The efficacy of CRISPR-GO system targeting different chromosomal regions in U2OS cells was tested. Both repetitive regions and non-repetitive genes were tested (
To produce lentivirus, HEK293T cells were transiently transfected with pHR constructs of interest, and packaging plasmids pCMV-dR8.91, and PMD2.G. Lentivirus was collected 72 hours after transfection by filtering supernatant through 0.45 μm filters. When necessary, virus supernatant can be concentrated using Lenti-X concentrator at 4° C. overnight, and centrifuged at 1500 g for 30 min at 4° C. to collect virus pellet. The pellets are suspended in cold culture medium, directly added into cells or frozen down in −80° C.
CRISPR imaging was performed to visualize the localization of Chr3, Chr13 and LacO loci in living cells (
Other genomic loci are labeled by DNA FISH in fixed cells. Cells were grown in ibidi chamber slides with a removable 12 well silicone chamber, and fixed with 4% PFA for 20 minutes. Lac 0, Chr7 and ChrX loci were labeled using synthesized fluorescent nucleotide probes (Integrated DNA Technologies, Redwood City, Calif.) according to a FISH protocol described (Takei et al., 2017). LacO loci were labeled with the Alexa Fluor 647 labeled FISH probe 5′-TTGTTATCCGCTCACAATTCCACATGTGGCCACAAA-3′ (SEQ ID NO: 40) at 10 nM concentration. Chr7 loci were labeled by Cy3 labeled FISH probe 5′-Cy3-CCCACACTCTCACCATAAGAGC-3′ (SEQ ID NO: 41) at 200 nM, and ChrX loci were labeled by 5-Cy3-TTGCCTTGTGCCTTGCCTTGC-3′ (SEQ ID NO: 42) at 200 nM. The CXCR4 FISH probe was purchased from Empire Genomics. The PTEN and XIST FISH probes were purchased from Cell Line Genetics. FISH was performed according merchandiser's protocols.

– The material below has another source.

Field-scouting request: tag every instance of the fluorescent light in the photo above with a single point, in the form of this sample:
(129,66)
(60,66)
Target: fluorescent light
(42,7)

To detect co-localization between Cajal body markers and targeted LacO loci, U2OS 2-6-3 cells expressing a low level of PYL1-sfGFP-Coilin were transfected with lentivirus coding PGK-ABI-dCas9-P2A-Puro and sgLacO on day 0, treated with puromycin and 3 mM ABA on day 1, and fixed on day 2 after 20 hours of ABA treatment. FISH was performed in fixed samples to detect LacO loci using Alexa Fluor 647 labeled FISH probe, and then immunostaining was performed using mouse monoclonal anti-SMN, anti-Fibrillarin and anti-Gemin2 antibody, and Donkey anti-mouse Alex Fluor 594 secondary antibody.
To detect co-localization between PML body markers and targeted Chr3 loci, U2OS cells expressing PYL1-sfGFP-Coilin and PGK-ABI-dCas9 were transfected with lentivirus coding dCas9-HaloTag (for CRISPR imaging) and sgChr3 on day 0, treated with puromycin and 3 mM ABA on day 1, stained by JF549-HaloTag and fixed in 4% paraformaldehyde (PFA) in Day 3. Immunostaining was performed in fixed samples with rabbit polyclonal anti-SP100, and Donkey anti-rabbit Alex Fluor 647 secondary antibody.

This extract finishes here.